Under these conditions, the human lung can absorb more oxygen than would be possible at normal atmospheric levels of oxygen and pressure. This higher oxygen level helps the body fight off bacteria, also stimulating the release of growth factors and stem cells which support the healing process.
This therapy increases the body’s ability to carry oxygen through the blood, and can be used to treat a variety of serious medical conditions including decompression sickness, also known as the bends. This occurs when someone ascends too rapidly from deep underwater, such as when scuba diving.
Other treatable conditions include: tenacious infections, bubbles of air in blood vessels, wounds that won’t heal because of diabetes or radiation injury, crushing injuries, burns, and others.
Some conditions like carbon monoxide poisoning can be fixed in as little as three visits. Others, like persistent wounds, can take as many as 40 treatments.

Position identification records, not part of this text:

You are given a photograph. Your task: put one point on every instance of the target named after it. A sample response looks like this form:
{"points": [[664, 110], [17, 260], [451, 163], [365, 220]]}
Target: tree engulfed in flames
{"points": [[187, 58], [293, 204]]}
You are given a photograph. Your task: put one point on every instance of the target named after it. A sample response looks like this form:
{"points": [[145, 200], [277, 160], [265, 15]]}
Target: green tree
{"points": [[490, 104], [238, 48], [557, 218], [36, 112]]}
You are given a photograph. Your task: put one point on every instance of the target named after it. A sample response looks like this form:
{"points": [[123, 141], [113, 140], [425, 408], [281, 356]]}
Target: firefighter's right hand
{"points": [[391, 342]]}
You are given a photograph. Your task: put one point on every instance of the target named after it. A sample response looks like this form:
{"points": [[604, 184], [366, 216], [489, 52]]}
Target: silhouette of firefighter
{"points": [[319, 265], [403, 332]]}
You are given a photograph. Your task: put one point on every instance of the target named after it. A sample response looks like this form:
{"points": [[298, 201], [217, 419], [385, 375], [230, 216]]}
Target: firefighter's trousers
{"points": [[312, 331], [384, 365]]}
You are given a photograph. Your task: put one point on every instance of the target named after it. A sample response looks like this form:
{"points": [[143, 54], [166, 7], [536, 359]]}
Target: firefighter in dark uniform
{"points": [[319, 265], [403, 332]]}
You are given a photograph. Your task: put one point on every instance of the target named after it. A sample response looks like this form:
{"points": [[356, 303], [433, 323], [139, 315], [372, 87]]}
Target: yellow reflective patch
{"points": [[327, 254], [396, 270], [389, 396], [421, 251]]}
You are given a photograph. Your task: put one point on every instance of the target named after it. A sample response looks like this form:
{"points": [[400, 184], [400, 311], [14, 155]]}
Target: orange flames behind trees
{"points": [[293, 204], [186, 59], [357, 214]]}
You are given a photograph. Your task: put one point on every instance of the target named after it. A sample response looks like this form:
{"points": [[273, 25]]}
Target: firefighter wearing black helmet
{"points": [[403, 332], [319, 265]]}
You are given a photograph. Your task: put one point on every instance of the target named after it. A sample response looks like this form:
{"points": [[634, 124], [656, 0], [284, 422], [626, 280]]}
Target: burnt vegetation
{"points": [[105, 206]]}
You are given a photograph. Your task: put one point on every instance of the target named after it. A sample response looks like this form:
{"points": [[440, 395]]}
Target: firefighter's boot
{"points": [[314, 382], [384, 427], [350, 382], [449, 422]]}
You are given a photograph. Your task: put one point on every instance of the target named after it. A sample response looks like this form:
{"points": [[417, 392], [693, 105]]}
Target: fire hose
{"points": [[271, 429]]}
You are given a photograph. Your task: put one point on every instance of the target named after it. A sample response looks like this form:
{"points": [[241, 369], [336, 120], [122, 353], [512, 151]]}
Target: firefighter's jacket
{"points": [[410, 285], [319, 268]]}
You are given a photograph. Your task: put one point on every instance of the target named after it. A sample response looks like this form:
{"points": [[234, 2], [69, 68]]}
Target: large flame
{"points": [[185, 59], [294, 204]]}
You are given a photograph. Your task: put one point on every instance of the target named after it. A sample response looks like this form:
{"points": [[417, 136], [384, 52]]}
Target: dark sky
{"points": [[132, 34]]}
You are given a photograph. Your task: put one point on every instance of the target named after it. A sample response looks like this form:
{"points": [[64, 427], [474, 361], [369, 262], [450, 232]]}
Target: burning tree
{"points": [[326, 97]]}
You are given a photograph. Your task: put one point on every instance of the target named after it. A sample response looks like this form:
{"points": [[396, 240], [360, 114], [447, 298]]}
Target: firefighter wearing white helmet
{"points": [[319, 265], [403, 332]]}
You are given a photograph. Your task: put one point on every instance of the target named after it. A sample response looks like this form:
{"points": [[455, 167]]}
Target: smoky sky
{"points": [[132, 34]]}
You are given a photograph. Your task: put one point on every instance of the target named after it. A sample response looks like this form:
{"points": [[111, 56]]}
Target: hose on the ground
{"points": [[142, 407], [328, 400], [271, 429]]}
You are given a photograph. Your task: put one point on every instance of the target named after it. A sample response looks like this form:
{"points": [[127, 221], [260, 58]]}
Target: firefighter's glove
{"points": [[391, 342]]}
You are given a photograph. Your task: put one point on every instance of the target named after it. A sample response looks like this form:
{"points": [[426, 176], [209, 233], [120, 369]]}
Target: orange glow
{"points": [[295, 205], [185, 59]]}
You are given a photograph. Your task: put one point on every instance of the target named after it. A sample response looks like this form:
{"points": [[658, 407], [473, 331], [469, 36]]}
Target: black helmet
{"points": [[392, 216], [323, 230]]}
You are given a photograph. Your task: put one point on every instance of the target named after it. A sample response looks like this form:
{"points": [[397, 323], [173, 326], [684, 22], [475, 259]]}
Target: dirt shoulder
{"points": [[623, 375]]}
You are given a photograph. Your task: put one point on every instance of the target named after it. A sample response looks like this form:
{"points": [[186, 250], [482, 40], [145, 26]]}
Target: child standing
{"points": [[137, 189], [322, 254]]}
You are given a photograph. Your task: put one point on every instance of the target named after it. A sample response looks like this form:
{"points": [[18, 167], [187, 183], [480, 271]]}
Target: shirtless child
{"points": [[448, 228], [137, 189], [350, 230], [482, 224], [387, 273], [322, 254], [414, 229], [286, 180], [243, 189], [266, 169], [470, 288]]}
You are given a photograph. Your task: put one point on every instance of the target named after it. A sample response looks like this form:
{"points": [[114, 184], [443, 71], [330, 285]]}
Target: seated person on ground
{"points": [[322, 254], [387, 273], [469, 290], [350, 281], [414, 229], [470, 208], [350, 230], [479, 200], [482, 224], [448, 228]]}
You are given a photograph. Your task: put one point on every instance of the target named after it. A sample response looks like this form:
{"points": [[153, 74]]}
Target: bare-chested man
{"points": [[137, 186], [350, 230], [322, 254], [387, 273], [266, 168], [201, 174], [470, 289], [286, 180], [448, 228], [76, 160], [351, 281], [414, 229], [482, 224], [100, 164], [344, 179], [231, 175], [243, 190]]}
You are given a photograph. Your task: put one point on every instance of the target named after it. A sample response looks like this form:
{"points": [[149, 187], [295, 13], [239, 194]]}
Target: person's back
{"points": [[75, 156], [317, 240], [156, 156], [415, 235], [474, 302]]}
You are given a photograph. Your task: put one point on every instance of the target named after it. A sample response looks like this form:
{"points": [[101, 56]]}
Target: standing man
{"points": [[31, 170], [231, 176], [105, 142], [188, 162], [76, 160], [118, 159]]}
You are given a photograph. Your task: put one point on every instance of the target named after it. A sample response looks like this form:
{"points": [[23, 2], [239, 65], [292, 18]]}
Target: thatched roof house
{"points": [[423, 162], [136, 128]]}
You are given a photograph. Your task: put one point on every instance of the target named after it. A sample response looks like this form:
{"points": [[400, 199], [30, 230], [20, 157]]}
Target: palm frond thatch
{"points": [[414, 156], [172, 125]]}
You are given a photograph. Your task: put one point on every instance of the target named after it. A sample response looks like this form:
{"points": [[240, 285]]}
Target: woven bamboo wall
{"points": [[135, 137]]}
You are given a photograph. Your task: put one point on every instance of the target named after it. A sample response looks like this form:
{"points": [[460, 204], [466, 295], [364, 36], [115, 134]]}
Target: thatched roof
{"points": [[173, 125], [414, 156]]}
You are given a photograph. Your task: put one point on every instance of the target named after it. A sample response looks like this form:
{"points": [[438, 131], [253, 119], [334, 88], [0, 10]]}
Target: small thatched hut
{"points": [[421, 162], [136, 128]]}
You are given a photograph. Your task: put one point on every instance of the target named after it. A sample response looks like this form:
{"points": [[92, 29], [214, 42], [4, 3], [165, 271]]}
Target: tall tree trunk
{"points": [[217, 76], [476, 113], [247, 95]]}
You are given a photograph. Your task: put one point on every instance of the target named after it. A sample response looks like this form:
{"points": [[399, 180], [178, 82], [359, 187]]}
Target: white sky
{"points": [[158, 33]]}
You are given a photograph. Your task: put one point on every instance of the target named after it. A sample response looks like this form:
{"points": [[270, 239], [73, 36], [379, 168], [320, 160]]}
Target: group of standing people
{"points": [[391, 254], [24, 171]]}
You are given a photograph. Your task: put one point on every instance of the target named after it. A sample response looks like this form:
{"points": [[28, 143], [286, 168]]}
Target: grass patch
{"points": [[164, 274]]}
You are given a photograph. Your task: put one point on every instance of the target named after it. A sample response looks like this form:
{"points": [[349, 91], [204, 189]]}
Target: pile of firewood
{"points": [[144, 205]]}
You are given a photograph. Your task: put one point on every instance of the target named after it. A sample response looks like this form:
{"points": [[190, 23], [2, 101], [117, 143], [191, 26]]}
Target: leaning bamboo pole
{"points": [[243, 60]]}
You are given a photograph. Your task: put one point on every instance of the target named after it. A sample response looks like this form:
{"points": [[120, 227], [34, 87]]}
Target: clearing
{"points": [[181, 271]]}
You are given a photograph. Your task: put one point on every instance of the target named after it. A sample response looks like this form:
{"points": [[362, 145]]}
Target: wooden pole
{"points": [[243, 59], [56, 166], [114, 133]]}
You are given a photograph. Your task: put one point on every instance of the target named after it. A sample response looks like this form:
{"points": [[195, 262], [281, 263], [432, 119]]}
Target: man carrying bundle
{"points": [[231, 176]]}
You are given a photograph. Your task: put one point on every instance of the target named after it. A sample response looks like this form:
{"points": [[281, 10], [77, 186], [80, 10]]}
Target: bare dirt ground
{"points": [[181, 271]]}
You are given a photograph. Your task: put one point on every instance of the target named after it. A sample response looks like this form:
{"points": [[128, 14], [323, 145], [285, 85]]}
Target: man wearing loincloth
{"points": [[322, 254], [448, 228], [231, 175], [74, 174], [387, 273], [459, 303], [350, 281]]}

According to a fact sheet from Mayo Clinic, hyperbaric oxygen therapy is generally a safe procedure, but risks do exist. These rare complications include: temporary nearsightedness caused by temporary eye lens changes, middle ear injuries due to the high pressure, seizures related to an excess of oxygen and lung collapse.
Caldwell says this new Marshfield center is “the safest possible hyperbaric medicine environment.”
The three-story, 34,000 square foot center opens to patients May 7, and a dedication and ribbon cutting ceremony will be held May 4 at 11:30 a.m. Tours will be given until 5 p.m.